COLUMN: Richard Bacon MP - ‘Rural bank closure should be last resort, not first choice’
Barclays Bank has decided to close its Long Stratton branch, a very short-sighted decision given that Long Stratton will be such an important growth area for the years ahead.
Older residents will be hit hardest by this decision.
We all understand that telephone and internet banking means fewer people use rural branches these days.
So why don’t banks and building societies co-operate to cut costs while continuing to provide a physical banking service for those who really need it?
Not everyone wants to bank on the internet, or is even able to do so.
We need a more imaginative approach.
Too often, closure of a rural branch seems to be a bank’s first choice rather than a last resort.

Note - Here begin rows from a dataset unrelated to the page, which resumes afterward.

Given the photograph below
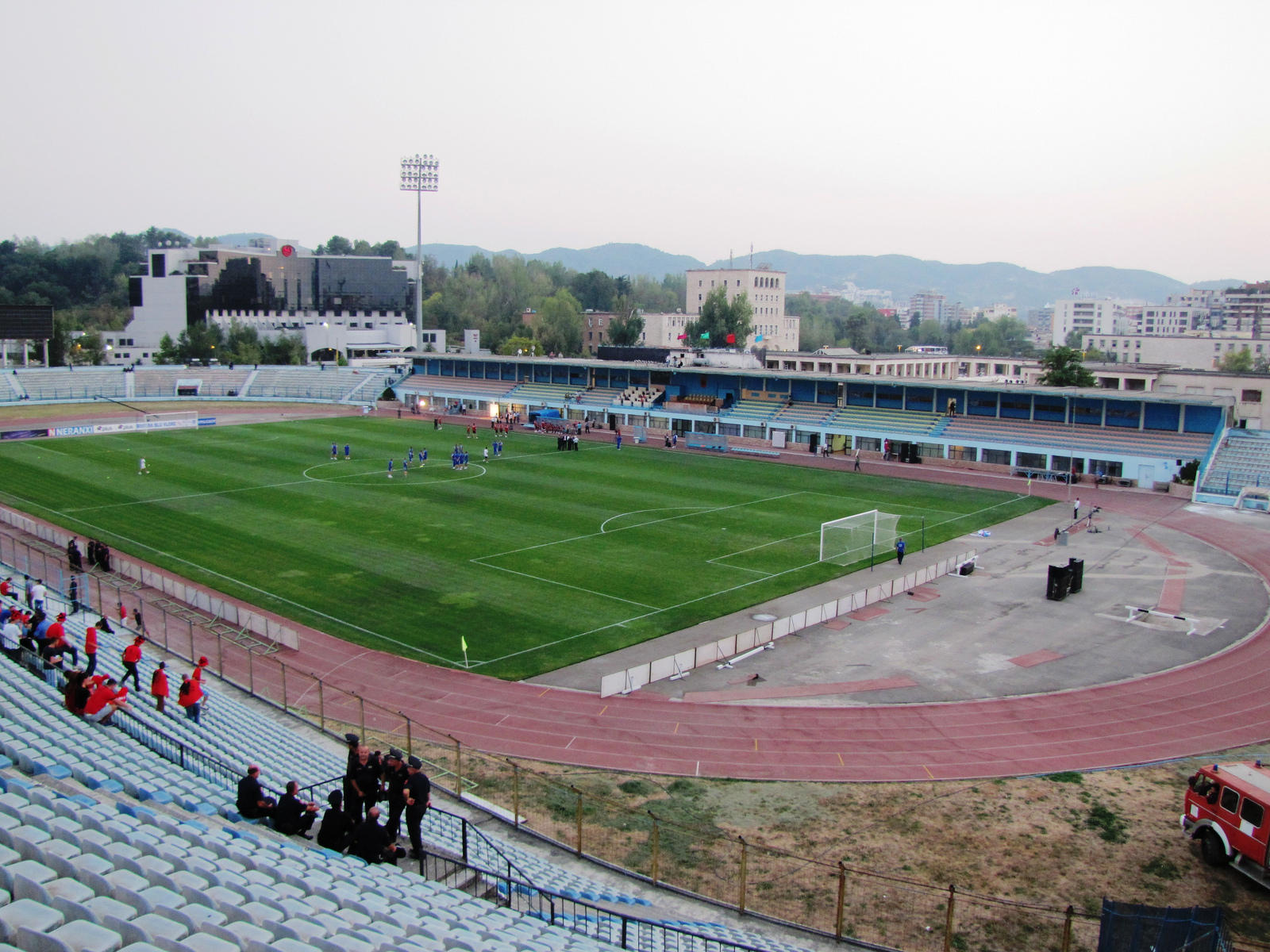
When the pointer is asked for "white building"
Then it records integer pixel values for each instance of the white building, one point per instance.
(768, 333)
(1087, 317)
(1197, 352)
(765, 289)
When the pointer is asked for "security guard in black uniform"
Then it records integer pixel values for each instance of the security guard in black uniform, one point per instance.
(394, 787)
(418, 799)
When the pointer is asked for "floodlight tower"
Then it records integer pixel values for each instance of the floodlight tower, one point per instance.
(418, 175)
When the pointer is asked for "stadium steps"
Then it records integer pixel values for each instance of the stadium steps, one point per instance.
(73, 852)
(67, 384)
(1242, 460)
(247, 385)
(13, 386)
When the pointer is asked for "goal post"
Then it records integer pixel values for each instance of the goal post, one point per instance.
(856, 537)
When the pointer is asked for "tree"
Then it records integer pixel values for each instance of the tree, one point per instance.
(558, 325)
(721, 319)
(1064, 368)
(1236, 361)
(167, 352)
(595, 291)
(625, 329)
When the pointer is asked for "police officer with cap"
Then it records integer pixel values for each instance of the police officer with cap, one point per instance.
(418, 799)
(394, 785)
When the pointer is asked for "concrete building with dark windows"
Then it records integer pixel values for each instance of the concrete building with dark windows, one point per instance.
(359, 308)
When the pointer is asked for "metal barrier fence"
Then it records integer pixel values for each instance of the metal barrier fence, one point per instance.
(831, 899)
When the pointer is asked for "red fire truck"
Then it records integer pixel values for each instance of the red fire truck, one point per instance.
(1227, 812)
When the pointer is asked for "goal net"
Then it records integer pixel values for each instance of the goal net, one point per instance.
(855, 537)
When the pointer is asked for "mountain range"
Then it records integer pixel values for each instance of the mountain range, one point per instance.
(971, 285)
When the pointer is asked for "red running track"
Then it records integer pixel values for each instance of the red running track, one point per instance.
(1212, 704)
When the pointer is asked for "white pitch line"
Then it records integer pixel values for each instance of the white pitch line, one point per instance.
(565, 584)
(232, 579)
(624, 622)
(637, 526)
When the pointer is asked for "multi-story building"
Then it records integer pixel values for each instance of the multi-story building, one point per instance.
(768, 333)
(1086, 315)
(927, 306)
(1248, 309)
(347, 304)
(1199, 352)
(764, 286)
(1168, 319)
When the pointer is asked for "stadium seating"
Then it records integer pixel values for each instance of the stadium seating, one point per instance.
(160, 382)
(65, 384)
(1080, 440)
(457, 387)
(308, 384)
(143, 856)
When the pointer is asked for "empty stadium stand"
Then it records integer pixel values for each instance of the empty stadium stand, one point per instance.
(124, 838)
(1242, 460)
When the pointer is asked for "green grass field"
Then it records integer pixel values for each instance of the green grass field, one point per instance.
(539, 559)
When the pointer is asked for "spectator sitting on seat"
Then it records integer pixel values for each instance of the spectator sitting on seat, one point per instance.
(107, 697)
(371, 841)
(252, 803)
(292, 816)
(337, 827)
(75, 695)
(10, 638)
(56, 641)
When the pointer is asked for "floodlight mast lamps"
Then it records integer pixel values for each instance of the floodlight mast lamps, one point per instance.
(419, 175)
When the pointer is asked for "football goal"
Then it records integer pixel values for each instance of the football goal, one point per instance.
(706, 441)
(861, 536)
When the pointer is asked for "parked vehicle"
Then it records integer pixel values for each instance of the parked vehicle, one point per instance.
(1226, 812)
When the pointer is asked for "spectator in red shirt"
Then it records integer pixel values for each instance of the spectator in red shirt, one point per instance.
(90, 651)
(56, 643)
(159, 685)
(131, 659)
(190, 697)
(103, 701)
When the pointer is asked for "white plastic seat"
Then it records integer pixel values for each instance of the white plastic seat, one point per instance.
(103, 907)
(25, 913)
(83, 936)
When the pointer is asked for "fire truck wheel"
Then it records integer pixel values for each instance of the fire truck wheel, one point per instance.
(1214, 854)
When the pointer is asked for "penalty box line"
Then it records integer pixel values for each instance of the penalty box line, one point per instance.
(694, 601)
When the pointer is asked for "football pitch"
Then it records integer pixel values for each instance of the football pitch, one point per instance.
(537, 559)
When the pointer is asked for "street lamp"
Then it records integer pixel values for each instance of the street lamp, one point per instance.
(418, 175)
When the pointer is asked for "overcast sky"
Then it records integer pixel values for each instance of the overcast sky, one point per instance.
(1049, 135)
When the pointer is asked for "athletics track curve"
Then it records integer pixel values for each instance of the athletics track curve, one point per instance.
(1208, 706)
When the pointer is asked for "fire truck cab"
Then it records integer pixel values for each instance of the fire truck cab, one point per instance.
(1227, 812)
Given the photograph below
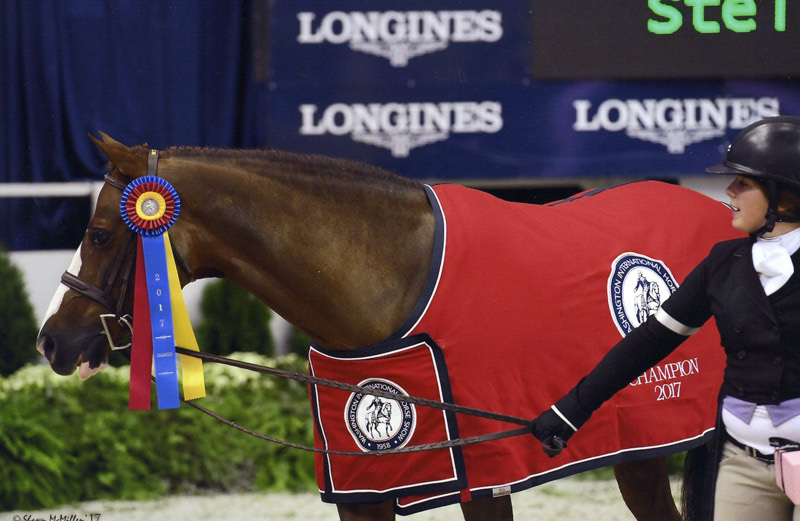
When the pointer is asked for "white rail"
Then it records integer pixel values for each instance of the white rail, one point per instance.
(74, 189)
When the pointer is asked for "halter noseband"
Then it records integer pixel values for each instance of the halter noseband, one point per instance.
(123, 264)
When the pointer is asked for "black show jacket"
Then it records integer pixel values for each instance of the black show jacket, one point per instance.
(760, 333)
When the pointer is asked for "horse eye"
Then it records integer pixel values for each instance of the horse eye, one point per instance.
(99, 237)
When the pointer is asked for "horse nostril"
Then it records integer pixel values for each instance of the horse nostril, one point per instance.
(45, 346)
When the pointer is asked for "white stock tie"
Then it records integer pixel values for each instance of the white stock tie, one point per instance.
(772, 259)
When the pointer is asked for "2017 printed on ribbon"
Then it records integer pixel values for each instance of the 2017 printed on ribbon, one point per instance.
(58, 517)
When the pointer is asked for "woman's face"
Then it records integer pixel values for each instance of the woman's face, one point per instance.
(749, 201)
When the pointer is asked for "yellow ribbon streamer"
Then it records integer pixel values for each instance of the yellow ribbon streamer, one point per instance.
(191, 368)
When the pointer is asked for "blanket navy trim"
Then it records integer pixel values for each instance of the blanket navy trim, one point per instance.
(558, 473)
(432, 280)
(434, 272)
(456, 483)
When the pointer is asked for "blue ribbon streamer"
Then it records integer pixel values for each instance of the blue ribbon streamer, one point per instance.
(164, 357)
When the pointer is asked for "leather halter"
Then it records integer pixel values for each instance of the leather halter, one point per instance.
(123, 266)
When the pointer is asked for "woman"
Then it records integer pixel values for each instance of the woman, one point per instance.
(750, 288)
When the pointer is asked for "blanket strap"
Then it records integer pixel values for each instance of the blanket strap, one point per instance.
(525, 430)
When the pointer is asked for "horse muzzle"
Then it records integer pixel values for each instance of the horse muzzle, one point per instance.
(67, 348)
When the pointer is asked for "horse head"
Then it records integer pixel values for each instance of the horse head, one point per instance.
(79, 327)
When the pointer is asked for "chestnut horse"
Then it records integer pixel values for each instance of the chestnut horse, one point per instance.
(338, 248)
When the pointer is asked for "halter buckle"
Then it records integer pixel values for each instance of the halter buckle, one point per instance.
(123, 320)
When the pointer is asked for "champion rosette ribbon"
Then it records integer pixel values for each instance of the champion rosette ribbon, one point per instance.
(150, 206)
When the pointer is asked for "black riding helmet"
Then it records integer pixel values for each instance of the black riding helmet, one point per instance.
(768, 150)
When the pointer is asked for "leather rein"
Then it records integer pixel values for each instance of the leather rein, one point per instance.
(123, 266)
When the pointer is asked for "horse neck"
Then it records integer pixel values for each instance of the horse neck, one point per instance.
(342, 257)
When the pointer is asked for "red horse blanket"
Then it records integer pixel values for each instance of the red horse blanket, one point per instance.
(523, 300)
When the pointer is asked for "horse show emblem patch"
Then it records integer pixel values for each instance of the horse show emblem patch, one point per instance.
(378, 423)
(637, 286)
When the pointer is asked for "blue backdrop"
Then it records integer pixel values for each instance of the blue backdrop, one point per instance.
(164, 73)
(433, 89)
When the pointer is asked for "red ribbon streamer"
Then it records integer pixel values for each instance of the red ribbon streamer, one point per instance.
(142, 341)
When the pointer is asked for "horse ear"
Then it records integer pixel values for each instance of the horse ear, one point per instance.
(127, 160)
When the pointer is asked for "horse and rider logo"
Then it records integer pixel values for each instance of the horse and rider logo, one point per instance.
(637, 286)
(378, 423)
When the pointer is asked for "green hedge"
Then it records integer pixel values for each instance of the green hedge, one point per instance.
(63, 440)
(17, 323)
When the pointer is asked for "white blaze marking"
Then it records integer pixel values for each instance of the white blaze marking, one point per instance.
(55, 304)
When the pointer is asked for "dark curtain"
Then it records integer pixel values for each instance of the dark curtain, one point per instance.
(164, 73)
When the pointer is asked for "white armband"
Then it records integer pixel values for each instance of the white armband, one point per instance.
(673, 325)
(555, 410)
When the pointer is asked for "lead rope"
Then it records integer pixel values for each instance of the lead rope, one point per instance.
(304, 378)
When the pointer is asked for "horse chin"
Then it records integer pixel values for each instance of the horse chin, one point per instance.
(93, 359)
(89, 361)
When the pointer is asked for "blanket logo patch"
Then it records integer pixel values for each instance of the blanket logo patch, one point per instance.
(637, 286)
(379, 423)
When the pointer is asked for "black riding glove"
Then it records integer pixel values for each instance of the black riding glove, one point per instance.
(553, 428)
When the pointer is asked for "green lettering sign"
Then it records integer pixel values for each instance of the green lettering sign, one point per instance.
(674, 18)
(734, 10)
(699, 21)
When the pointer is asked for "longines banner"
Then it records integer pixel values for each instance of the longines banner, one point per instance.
(450, 91)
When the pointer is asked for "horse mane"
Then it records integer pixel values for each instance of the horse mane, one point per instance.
(261, 161)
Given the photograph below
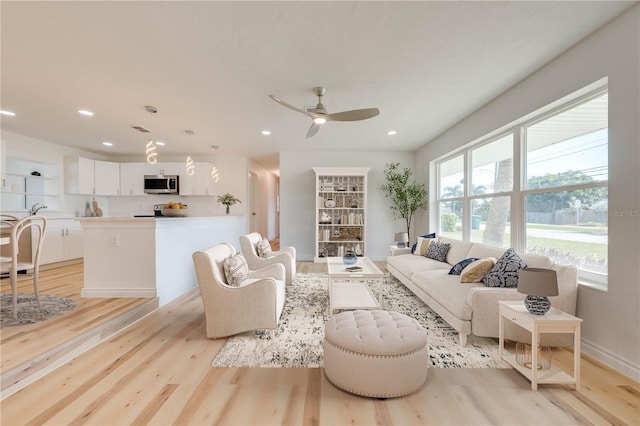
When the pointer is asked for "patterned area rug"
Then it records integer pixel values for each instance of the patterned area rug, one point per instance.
(28, 311)
(298, 338)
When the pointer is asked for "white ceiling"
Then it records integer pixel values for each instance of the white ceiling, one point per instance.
(210, 66)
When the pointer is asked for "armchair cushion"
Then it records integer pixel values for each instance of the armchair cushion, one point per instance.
(236, 269)
(264, 248)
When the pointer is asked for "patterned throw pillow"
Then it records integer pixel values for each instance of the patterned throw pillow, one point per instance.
(505, 272)
(420, 239)
(438, 251)
(264, 248)
(236, 269)
(458, 267)
(475, 271)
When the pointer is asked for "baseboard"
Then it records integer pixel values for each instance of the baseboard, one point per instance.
(611, 360)
(119, 292)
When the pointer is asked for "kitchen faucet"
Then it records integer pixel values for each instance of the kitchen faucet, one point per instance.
(35, 208)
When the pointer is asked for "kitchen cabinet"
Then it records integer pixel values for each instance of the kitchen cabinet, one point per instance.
(63, 241)
(91, 177)
(23, 188)
(106, 178)
(3, 164)
(132, 178)
(200, 183)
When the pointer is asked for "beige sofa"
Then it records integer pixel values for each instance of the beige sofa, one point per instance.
(473, 308)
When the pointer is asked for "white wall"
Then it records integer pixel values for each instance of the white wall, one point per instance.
(610, 329)
(265, 206)
(298, 198)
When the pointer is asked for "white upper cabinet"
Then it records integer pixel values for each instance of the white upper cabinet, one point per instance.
(91, 177)
(200, 183)
(107, 178)
(132, 178)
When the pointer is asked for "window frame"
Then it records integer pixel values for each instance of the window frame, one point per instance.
(519, 192)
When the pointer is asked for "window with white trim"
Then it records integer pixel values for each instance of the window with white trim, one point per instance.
(541, 188)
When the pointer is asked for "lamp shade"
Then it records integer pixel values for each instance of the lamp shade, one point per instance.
(538, 282)
(401, 237)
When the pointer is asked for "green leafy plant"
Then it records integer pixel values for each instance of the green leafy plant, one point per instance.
(406, 196)
(228, 200)
(448, 221)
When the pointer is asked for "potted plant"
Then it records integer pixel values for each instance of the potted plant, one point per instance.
(406, 197)
(228, 200)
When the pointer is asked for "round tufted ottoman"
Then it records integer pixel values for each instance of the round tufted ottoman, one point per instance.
(375, 353)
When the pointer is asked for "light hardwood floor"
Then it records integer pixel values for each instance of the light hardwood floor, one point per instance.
(157, 371)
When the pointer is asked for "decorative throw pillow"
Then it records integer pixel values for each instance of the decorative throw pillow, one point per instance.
(438, 251)
(264, 248)
(236, 269)
(458, 267)
(415, 245)
(476, 270)
(505, 272)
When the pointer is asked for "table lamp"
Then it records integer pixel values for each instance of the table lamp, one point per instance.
(537, 284)
(401, 239)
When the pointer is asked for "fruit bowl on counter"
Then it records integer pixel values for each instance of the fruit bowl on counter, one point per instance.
(172, 209)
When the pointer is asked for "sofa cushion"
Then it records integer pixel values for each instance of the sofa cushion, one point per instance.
(476, 270)
(458, 267)
(414, 246)
(458, 250)
(422, 245)
(447, 290)
(481, 250)
(536, 260)
(264, 248)
(236, 269)
(437, 251)
(505, 272)
(409, 264)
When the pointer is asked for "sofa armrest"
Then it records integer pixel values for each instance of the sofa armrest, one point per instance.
(275, 270)
(484, 300)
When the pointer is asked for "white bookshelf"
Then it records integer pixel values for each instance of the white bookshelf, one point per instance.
(342, 227)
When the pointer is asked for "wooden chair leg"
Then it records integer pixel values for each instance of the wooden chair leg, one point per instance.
(14, 290)
(35, 287)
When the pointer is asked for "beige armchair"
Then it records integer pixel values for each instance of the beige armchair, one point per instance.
(256, 303)
(285, 256)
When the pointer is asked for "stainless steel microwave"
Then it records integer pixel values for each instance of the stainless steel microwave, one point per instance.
(166, 184)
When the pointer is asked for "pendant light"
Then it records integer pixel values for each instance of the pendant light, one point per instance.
(215, 174)
(151, 145)
(190, 167)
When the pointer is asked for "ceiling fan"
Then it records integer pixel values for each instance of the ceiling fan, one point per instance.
(319, 114)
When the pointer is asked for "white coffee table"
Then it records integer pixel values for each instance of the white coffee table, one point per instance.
(349, 290)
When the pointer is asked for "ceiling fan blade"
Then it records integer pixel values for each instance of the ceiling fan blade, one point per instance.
(313, 129)
(283, 103)
(353, 115)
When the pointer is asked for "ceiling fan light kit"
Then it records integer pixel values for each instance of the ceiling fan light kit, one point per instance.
(319, 114)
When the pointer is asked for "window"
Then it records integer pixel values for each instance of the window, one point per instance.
(566, 187)
(550, 199)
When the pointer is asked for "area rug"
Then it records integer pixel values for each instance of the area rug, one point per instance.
(28, 311)
(298, 338)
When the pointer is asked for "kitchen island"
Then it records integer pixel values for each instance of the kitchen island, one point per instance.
(150, 256)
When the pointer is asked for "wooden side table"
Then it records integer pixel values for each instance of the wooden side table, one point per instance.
(396, 251)
(554, 321)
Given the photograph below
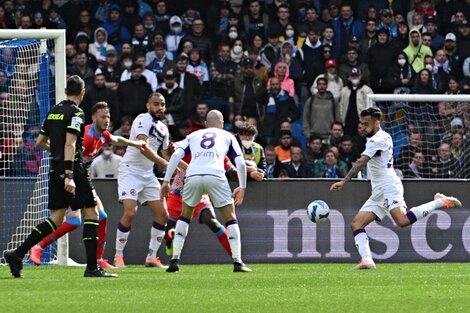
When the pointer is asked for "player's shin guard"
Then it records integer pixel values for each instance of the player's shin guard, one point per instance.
(38, 232)
(234, 240)
(422, 210)
(90, 240)
(70, 224)
(156, 237)
(181, 231)
(222, 237)
(122, 234)
(102, 224)
(362, 244)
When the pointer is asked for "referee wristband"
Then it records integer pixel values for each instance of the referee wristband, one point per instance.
(68, 165)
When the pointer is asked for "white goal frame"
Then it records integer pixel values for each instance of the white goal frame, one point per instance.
(58, 35)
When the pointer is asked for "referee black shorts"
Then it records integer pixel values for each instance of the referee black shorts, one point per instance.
(59, 198)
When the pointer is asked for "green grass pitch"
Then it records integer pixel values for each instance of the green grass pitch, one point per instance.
(405, 287)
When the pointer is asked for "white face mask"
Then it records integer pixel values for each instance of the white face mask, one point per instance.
(247, 143)
(177, 30)
(237, 49)
(355, 81)
(233, 35)
(107, 153)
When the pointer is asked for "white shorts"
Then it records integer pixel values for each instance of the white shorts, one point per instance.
(385, 198)
(217, 188)
(142, 188)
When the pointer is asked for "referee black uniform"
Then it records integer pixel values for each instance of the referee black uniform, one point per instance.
(65, 118)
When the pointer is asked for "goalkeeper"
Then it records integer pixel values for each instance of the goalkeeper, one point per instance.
(96, 135)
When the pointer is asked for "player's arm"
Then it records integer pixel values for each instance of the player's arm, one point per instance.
(121, 141)
(167, 156)
(150, 154)
(355, 169)
(43, 142)
(174, 161)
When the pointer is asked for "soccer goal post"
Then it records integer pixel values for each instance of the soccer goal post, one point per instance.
(32, 80)
(438, 126)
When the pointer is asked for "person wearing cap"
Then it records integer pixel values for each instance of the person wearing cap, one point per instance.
(283, 15)
(345, 27)
(335, 83)
(100, 46)
(161, 61)
(201, 41)
(416, 51)
(249, 91)
(161, 18)
(116, 31)
(353, 60)
(271, 51)
(199, 68)
(133, 93)
(455, 54)
(380, 59)
(140, 39)
(173, 38)
(139, 58)
(313, 56)
(320, 110)
(82, 69)
(386, 22)
(255, 20)
(463, 40)
(353, 101)
(174, 101)
(437, 41)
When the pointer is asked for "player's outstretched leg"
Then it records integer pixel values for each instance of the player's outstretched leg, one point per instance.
(181, 231)
(157, 233)
(362, 244)
(15, 263)
(208, 218)
(447, 202)
(15, 258)
(72, 221)
(440, 202)
(235, 246)
(102, 231)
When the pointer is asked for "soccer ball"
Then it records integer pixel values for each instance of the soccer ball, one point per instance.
(318, 211)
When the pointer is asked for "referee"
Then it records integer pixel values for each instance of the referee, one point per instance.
(69, 184)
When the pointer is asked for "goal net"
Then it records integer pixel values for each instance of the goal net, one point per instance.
(430, 133)
(27, 91)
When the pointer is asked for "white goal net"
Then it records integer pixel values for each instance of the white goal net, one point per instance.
(28, 76)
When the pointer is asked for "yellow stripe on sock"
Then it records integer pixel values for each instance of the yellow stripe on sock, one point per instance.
(50, 224)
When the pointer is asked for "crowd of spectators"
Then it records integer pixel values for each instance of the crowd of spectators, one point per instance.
(299, 70)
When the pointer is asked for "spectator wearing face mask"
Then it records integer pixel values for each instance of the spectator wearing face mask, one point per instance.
(353, 101)
(175, 35)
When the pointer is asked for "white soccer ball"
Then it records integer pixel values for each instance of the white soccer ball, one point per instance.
(318, 211)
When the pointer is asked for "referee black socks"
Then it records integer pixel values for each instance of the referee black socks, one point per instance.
(37, 234)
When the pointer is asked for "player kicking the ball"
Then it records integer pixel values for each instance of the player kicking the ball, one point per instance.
(204, 211)
(387, 189)
(206, 174)
(96, 135)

I have asked Barclays to work with me, South Norfolk Council and the local community to find a way to keep the Long Stratton branch open.
I was pleased to attend the dedication of the restored porch at St John the Baptist Church in Bressingham, which was held recently.
The Bishop of Thetford, the Rt Rev’d Alan Winton, presided over the poignant ceremony, which was conducted in honour of the late Rodger and Millie Aves.
Well done to Diana Burroughes for helping to organise this service in grateful memory for the work done by Mr and Mrs Aves, who worked tirelessly to see the porch restored to its former glory after thefts from the roof left the porch damaged by poor weather.
Sadly, Mr and Mrs Aves did not live to see the fundraising reach its target but the community continued to raise funds in the Aves’ honour so that the repair work could go ahead.
The new porch is a marvellous tribute to the Aves’ memory.
ONSHORE WIND BLOWS
I have often used this column to update you on my actions in defending South Norfolk’s gentle rural landscape from industrial windfarms that are taller than Norwich Cathedral.
The Government has announced that it will keep its manifesto promise to phase out subsidies for onshore wind power.
There are now enough projects in the pipeline to meet the UK’s 2020 target to generate 11-13 GW of electricity through onshore wind.
New windfarms won’t be eligible for any subsidies unless the project already has planning consent, a grid connection offer and acceptance, and evidence of land rights for the proposed site.
Hard-pressed families shouldn’t have to pay more through their fuel bills to subsidise otherwise non-viable schemes. And now they won’t.
n Conservative Party member Richard Bacon is the Member of Parliament for South Norfolk.